But Dennis Ross, the former U.S. Mideast envoy, wants everyone to think Israel is still "occupying" Ramallah. He repeated the "occupation" myth in a recent article in the Jewish Review of Books. 


I wrote a letter to the editor, pointing out that the Israelis long ago withdrew from the areas where 98 percent of the Palestinians reside. In response, Ross insisted that those territories are still "occupied" because "Israel maintains control over movement."

Well, that "control" is sometimes remarkably loose, to judge by what happened to those three terrorists from Ramallah. The accomplice picked them up in his van, and drove to Jerusalem. 

He would have had to cross through an Israeli checkpoint to get into Jerusalem. Evidently the border guards waved him through-- that fact that he is a Jerusalem resident apparently was sufficient to trust him. 
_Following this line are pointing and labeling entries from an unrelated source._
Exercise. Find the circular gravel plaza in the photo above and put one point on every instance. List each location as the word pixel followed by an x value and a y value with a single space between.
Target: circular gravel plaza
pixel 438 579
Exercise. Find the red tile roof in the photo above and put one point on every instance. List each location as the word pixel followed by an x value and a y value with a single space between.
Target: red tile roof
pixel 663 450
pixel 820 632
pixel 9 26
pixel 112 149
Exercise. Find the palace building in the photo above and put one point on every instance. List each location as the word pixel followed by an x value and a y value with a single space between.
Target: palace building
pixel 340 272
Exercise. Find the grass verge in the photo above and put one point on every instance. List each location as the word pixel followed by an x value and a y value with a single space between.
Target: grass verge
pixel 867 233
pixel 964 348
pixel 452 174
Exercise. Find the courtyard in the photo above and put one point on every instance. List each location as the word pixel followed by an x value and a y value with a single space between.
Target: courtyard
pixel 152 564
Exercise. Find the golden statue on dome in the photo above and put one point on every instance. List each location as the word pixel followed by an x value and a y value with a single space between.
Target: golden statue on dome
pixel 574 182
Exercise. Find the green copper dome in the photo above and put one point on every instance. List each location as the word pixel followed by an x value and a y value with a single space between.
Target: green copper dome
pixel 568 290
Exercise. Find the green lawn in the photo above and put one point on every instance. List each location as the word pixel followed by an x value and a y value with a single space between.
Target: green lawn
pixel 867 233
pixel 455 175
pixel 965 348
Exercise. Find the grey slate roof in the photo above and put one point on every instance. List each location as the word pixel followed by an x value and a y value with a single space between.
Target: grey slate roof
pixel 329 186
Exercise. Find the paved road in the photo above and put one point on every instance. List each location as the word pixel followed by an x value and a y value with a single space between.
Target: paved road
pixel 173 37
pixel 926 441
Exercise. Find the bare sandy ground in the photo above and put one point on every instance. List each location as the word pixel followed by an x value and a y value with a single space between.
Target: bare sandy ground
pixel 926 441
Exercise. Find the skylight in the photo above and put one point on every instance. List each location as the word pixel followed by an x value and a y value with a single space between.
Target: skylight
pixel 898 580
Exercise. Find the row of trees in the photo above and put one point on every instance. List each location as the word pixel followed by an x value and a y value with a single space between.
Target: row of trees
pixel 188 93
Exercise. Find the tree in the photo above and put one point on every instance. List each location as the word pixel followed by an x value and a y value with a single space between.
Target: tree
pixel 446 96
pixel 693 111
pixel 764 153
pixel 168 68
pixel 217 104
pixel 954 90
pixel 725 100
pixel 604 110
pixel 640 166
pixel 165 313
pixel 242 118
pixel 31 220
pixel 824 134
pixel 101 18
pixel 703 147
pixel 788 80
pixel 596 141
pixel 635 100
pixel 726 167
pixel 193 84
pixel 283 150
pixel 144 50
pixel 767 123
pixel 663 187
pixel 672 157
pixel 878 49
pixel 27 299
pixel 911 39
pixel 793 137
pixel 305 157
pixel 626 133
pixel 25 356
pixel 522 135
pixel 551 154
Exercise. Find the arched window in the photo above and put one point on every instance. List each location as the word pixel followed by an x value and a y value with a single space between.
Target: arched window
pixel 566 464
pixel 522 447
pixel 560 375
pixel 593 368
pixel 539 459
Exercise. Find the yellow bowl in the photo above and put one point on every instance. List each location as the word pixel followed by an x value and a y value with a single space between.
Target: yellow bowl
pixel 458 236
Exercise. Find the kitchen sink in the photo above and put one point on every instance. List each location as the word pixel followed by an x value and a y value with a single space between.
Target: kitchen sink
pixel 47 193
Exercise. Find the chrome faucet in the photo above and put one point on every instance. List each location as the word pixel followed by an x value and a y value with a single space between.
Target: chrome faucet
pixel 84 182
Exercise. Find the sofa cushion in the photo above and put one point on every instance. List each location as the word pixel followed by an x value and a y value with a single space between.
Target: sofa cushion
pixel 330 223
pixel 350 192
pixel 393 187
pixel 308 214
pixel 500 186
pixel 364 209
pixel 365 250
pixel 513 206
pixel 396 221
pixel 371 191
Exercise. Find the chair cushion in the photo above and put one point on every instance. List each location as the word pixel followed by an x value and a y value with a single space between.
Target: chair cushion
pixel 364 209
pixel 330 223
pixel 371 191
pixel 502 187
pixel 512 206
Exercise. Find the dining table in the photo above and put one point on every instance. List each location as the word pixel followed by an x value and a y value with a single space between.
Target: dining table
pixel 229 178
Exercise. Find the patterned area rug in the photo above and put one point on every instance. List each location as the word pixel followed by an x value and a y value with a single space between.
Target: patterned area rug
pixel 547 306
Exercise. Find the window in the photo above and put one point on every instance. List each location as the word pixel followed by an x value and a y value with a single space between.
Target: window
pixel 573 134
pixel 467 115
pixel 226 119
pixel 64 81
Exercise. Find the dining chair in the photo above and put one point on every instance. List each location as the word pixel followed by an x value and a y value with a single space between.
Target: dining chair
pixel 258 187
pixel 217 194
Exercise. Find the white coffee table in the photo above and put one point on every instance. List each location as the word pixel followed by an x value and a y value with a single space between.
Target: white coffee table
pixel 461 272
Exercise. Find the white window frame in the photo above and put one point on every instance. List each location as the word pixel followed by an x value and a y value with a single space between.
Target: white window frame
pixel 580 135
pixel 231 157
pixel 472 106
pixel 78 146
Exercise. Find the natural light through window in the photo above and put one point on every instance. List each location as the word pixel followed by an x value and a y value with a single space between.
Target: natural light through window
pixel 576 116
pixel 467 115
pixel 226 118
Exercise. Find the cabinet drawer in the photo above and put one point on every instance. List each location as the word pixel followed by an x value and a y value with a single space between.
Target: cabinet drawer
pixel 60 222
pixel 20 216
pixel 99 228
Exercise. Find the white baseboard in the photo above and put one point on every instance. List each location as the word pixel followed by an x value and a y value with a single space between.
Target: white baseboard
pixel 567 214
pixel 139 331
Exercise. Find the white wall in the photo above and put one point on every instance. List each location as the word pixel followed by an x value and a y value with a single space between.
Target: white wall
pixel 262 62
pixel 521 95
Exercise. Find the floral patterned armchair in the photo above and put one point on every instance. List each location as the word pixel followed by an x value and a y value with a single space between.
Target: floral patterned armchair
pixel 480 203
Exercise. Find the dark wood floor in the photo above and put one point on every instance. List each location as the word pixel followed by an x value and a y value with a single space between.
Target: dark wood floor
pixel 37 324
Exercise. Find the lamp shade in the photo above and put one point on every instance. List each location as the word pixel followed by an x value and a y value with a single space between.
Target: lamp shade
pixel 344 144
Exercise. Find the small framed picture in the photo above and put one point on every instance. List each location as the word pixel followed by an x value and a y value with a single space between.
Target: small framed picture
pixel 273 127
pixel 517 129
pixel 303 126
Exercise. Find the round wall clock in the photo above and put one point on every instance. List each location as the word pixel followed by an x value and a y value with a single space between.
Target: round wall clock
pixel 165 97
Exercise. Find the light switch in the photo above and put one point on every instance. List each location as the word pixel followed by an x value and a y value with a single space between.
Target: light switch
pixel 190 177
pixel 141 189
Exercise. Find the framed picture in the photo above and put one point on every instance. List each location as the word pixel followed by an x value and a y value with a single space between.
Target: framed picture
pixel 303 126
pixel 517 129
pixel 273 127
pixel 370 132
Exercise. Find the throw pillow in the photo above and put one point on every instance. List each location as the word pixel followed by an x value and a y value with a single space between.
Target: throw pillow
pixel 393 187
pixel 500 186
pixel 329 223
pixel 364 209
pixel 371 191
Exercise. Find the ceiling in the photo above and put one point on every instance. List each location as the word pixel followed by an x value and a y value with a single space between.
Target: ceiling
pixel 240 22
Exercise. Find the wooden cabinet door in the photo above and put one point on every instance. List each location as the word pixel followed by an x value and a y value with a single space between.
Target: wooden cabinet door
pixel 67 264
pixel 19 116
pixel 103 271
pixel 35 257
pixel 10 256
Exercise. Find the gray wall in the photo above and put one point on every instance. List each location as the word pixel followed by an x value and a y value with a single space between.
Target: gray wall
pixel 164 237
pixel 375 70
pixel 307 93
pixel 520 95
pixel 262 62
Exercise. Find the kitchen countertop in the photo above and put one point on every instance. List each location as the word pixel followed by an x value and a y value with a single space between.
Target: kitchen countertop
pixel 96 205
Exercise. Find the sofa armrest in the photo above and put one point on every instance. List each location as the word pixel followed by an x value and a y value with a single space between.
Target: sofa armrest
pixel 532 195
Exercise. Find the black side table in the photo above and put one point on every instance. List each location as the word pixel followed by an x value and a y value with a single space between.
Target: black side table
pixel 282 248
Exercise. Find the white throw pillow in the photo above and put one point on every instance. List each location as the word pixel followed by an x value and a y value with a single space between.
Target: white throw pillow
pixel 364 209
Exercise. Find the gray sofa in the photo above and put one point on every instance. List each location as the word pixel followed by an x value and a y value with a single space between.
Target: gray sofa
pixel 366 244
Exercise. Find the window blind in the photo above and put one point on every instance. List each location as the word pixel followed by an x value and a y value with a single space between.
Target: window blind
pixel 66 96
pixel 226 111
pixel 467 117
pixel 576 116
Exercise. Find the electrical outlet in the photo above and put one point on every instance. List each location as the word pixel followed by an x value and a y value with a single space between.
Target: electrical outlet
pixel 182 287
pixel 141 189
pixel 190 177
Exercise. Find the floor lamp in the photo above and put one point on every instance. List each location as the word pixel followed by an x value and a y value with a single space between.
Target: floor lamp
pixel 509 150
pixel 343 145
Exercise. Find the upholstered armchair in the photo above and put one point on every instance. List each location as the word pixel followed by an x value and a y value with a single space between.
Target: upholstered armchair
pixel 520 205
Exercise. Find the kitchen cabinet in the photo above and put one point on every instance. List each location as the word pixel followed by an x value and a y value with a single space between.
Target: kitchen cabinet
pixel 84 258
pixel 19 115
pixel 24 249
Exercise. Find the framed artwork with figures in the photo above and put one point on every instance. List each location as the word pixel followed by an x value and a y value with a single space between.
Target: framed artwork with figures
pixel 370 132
It sounds like they didn't even check the papers of the three passengers--because had they checked, the passengers would have been denied entry. And of course, Hadas Malka would still be alive.

I have written previously about Palestinian hiking clubs whose members go hiking for hours every Friday throughout the disputed territories, and never encounter Israeli soldiers or checkpoints. 


I have written about honest journalists who have reported that they move freely from Palestinian city to Palestinian city without Israeli interference.

Former Mideast envoys whose lives are dedicated to creating a Palestinian state may not like to acknowledge it, but 26 of Israel's 27 checkpoints are not in "Palestinian territory," restricting the "movement" of Palestinians--they are at the border between Israel and PA-controlled territory. 

The purpose of Israel's checkpoints is the same as the checkpoints that are located at every airport in the world--to make sure that passengers aren't carrying any bombs, guns or other weapons with them. 

Briefly "controlling the movement" of people passing through a checkpoint does not make Israel an "occupier."

All of us--presumably even Dennis Ross--must wait in line, empty our pockets and take off our shoes before we're allowed to get on an airplane. 

That doesn't mean we're being oppressed, restricted or occupied. They are the normal precautions that every country takes to protect itself. 

Surely Israel, the world's top target for terrorist attacks, has the right to do likewise.